4. Prepare for standardized tests
If you’re going to use the fall to sit for the SAT (including Subject Tests) or the ACT, the summer can be the perfect time to prepare for the test. From paper-based practice tests to online tutorials and in- person classes and individualized instruction, there are practice options out there for every budget, schedule, and learning style.
Whenever I am asked about standardized test prep and whether I think it’s a good idea, I always encourage students to seek additional help. The reality is that practice may not always make perfect, but it almost certainly makes you better, especially when it comes to test taking. Figure out what works for your budget, schedule, and learning style and commit to putting in the work, since test preparation is often a harbinger of testing success.
3. Work on your essays
For many students, the most time consuming part of the college application process is writing essays. The summer is the perfect time to carve out uninterrupted time to begin brainstorming ideas and working through drafts.
I know some kids who go through 10 to 12 iterations of a single essay not to mention the kids who start an essay only to scrap it for another possible three or four totally different topics!
The point here is that you want to allow yourself ample time to go conscientiously through the writing process, and for many kids the summer offers uninterrupted blocks of time that are hard to find once school begins.
2. Contact your recommenders
If you didn’t have a chance to connect with teachers during junior year to request letters of recommendation, don’t be afraid to reach out over the summer via email or your school’s portal. Some teachers may want to take advantage of increased downtime over the summer by completing the recommendations, particularly if they are not teaching summer school.

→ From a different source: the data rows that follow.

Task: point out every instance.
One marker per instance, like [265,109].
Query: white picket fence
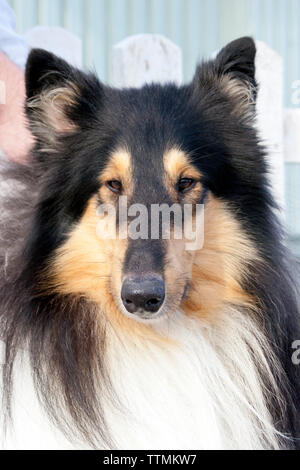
[152,58]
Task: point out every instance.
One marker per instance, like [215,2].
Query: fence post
[57,40]
[146,58]
[269,73]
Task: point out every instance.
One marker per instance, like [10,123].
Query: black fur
[199,119]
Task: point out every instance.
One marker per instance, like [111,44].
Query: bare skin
[15,138]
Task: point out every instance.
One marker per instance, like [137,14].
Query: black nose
[143,294]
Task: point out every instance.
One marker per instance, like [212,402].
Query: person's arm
[15,138]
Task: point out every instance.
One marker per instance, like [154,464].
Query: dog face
[159,145]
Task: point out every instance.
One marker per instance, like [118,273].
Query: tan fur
[177,165]
[118,168]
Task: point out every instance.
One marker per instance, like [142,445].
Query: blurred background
[199,27]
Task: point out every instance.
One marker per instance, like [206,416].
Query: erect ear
[233,71]
[60,98]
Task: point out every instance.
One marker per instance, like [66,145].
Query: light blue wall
[199,27]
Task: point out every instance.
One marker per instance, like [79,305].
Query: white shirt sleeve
[11,43]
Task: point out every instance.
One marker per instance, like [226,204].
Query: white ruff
[202,393]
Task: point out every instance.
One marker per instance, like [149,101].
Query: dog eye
[115,186]
[185,184]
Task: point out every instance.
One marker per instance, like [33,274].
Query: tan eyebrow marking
[177,165]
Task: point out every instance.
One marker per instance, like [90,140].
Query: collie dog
[136,342]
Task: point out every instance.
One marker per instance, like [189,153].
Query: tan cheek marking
[219,267]
[118,168]
[177,165]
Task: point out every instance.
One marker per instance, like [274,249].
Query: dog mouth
[171,303]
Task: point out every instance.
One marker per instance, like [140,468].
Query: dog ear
[233,72]
[60,98]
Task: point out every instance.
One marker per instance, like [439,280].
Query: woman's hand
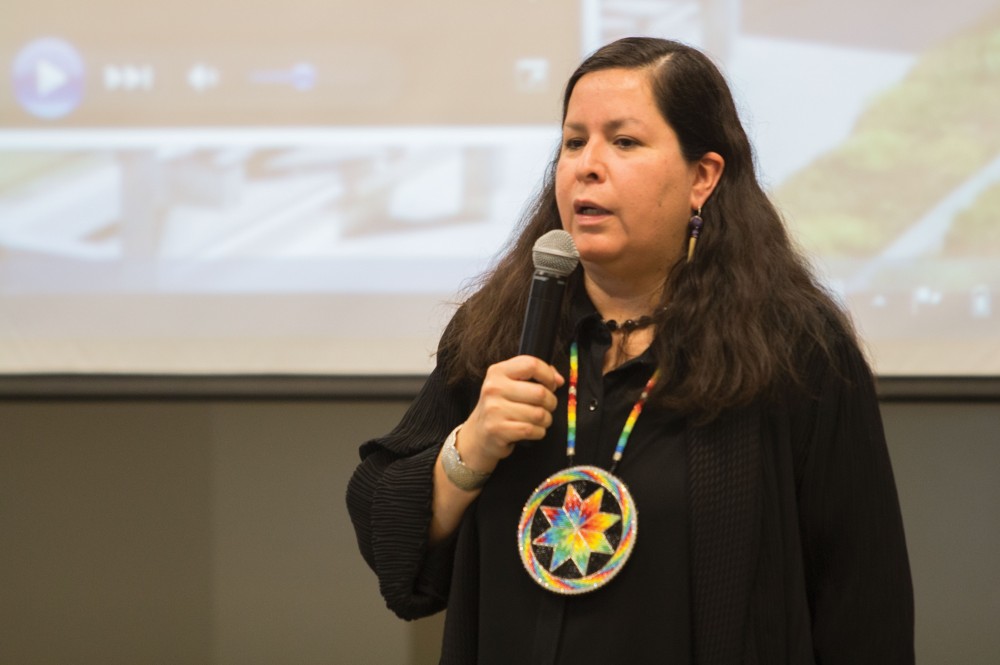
[515,404]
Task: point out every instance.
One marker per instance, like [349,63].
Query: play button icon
[48,78]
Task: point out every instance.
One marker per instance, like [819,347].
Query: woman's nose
[591,165]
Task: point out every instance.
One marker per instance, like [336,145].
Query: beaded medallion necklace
[579,526]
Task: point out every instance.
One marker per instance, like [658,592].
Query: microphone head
[555,253]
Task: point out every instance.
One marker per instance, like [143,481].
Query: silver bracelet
[462,476]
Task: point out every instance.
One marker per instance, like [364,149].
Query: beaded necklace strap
[574,378]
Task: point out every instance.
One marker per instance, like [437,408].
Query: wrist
[455,468]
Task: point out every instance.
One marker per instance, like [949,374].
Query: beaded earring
[694,230]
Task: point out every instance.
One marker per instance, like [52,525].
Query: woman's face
[624,191]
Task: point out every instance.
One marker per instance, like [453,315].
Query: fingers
[515,404]
[529,368]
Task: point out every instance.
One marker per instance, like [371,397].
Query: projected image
[346,163]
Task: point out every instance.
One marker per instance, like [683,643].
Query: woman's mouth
[589,209]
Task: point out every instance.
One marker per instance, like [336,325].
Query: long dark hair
[736,319]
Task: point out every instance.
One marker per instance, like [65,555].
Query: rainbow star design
[577,529]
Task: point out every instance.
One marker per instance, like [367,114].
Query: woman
[730,414]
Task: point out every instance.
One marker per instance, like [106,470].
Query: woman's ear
[707,172]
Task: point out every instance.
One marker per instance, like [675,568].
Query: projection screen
[306,187]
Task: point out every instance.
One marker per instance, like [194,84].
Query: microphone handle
[541,318]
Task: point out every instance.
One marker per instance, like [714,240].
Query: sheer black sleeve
[389,501]
[857,570]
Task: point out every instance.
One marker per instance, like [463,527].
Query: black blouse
[795,547]
[640,616]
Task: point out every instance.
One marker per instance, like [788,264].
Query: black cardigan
[797,547]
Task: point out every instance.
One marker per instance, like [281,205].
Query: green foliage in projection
[914,144]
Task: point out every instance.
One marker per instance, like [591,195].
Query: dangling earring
[694,230]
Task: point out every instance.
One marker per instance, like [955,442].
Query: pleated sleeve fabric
[857,571]
[389,501]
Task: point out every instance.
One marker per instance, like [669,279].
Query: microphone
[555,257]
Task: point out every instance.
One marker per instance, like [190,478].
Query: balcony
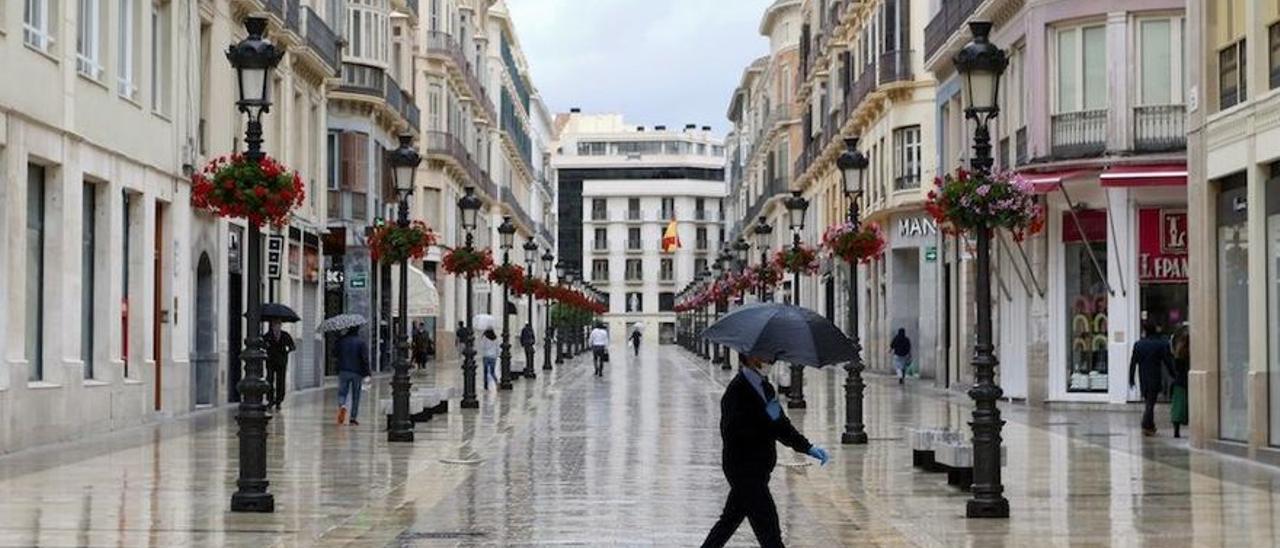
[1078,135]
[444,145]
[952,14]
[1160,128]
[444,45]
[896,67]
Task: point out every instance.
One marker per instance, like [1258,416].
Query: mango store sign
[1162,246]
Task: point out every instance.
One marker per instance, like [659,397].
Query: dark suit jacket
[750,437]
[1150,356]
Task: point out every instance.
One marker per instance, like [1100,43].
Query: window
[35,293]
[36,23]
[88,242]
[88,39]
[906,158]
[1232,80]
[1082,69]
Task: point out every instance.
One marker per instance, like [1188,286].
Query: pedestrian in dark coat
[1151,357]
[278,345]
[752,424]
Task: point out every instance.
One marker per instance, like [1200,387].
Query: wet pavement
[631,459]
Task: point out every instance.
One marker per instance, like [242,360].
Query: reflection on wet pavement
[627,460]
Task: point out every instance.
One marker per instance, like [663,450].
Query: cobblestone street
[627,460]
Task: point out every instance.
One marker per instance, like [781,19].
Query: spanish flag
[670,238]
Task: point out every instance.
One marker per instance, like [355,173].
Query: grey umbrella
[782,332]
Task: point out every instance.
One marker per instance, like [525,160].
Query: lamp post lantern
[796,206]
[507,238]
[469,208]
[853,165]
[981,65]
[254,59]
[405,161]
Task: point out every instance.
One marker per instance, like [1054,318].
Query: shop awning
[1048,182]
[1144,176]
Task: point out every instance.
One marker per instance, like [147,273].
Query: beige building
[1234,213]
[115,302]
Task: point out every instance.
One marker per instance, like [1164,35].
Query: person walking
[599,339]
[635,341]
[278,345]
[528,339]
[1178,410]
[352,369]
[489,354]
[901,350]
[752,424]
[1151,357]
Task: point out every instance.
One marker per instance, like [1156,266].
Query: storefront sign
[1162,246]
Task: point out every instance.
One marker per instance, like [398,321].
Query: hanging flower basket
[512,277]
[467,261]
[798,259]
[261,192]
[968,201]
[393,243]
[862,243]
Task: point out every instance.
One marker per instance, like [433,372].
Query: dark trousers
[1148,412]
[275,375]
[753,501]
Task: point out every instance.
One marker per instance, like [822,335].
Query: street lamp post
[530,264]
[981,65]
[507,234]
[405,161]
[853,165]
[796,206]
[469,208]
[548,265]
[254,59]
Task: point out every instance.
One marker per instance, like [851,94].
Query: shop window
[1233,309]
[1084,241]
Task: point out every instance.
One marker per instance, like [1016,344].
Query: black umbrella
[277,311]
[782,332]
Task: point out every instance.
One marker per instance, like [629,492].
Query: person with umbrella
[752,418]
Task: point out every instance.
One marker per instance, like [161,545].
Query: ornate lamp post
[405,161]
[981,65]
[763,236]
[796,206]
[853,165]
[548,265]
[469,208]
[530,264]
[507,236]
[254,59]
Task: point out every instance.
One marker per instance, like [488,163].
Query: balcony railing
[946,22]
[1083,133]
[895,67]
[320,37]
[1159,128]
[443,44]
[446,145]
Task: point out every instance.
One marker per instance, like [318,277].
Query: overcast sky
[657,62]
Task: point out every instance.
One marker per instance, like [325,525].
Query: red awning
[1047,182]
[1144,176]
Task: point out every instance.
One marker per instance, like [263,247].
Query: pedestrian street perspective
[618,273]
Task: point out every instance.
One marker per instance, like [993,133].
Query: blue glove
[819,453]
[773,409]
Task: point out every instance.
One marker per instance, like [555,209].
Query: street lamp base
[987,508]
[254,502]
[853,438]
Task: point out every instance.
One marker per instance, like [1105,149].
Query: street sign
[274,252]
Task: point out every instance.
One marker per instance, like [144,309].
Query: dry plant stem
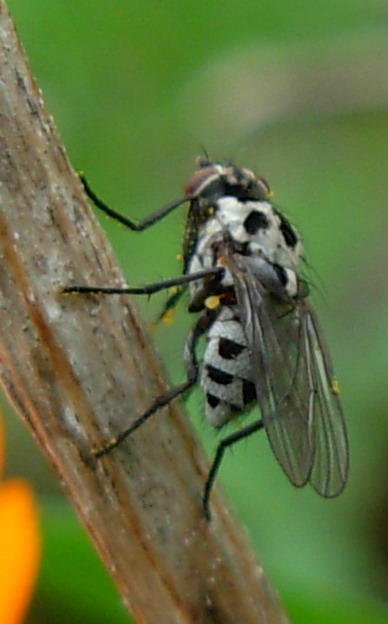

Additionally, I always encourage students not to ask if their teachers can merely write a recommendation; they should ask the teachers if they can write a STRONG recommendation.
Remember—one of the goals is to assemble an application that will support your candidacy on all fronts. Along with the request, you should provide the recommenders with a copy of your resume (or list of activities) and perhaps a copy of a paper or project you completed for the class so that they get a better sense of your involvement and interests as well a refresher on your work and abilities. If you are unable to get in touch with teachers, at the very least, determine who you will ask in the fall.
1. Sleep in (yes, really)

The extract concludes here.